Currently, the band is readying a cadre of singles to be sequenced into a record. “I want to make each song great. I want there to be ten hits on it with no filler,” Tracey says. He continues: “When people buy this record, they’re going to get hit with a lot of diversity.”

The band’s leadoff single, “Bleed,” is both cathartic and catchy, a gut-punch of melody that unpacks the tattoo trend in a profound way. “The meaning of the song hit me when I was getting ready for that morning’s sessions—the pain of getting tattoos allows people to let out their pain and their dreams. It’s a release,” Tracey says. “I then called Robert at 8:30 in the morning and woke him up to tell him about the lyrics and video concept.” The video interweaves emotive narratives with performance footage for an arresting effect.
“When I saw the final cut of the video, the story had so much weight, I just sat there with tears streaming down my face,” Robert Wright says. “It hit me with the same feelings that I hope it hits other people with because the band is not the focus of this whole thing, the message is.”

The band’s follow-up single, “Circus Maximus,” doesn’t let up on pent-up passion bursting from burly riffs and skyward hooks. “It’s about the poisoning of our society by the 24/7 media,” Tracey says. The bridge features a poignant cameo from rock icon Alan Parsons. It’s a spoken-word piece that raises hairs:
True to its promise, Save The World exhibits refreshing diversity through the chilling, Pink Floyd-esqueness of “This Little Pill” and the majestic modern Prog-Rock of “Princes and Thieves.” The track “This Little Pill” might be the “Another Brick In The Wall (Part 2)” of 2016. It addresses the thought-control battle for the minds of children of today. The opening line is visceral. Here Tracey sings:

Hey ADD kid who just can’t sit still/I’m gonna fix you by breakin your will/Focus on things that you don’t adore/Rewire your heart so you’re fully restored.

STW also has majestic Prog-Rock epic “Princes and Thieves” written in the tradition of classic Alan Parsons Project, but played by the guys, it’s unmistakably Save The World.

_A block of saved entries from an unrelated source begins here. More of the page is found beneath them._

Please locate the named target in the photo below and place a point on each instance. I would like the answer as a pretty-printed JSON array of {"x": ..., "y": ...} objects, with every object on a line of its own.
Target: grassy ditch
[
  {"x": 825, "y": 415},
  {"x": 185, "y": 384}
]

Reflecting back on the impulse to start a band, Robert Wright says: “I have a 20 year history of chasing down music that features lyrics with substance, and huge melodic hooks that won’t leave you alone — music that’s angry, music that’s a celebration. Doing this with a band has been an itch I haven’t been able to scratch. I want this music to make people realize they have the power to answer this challenge — to truly save the world.”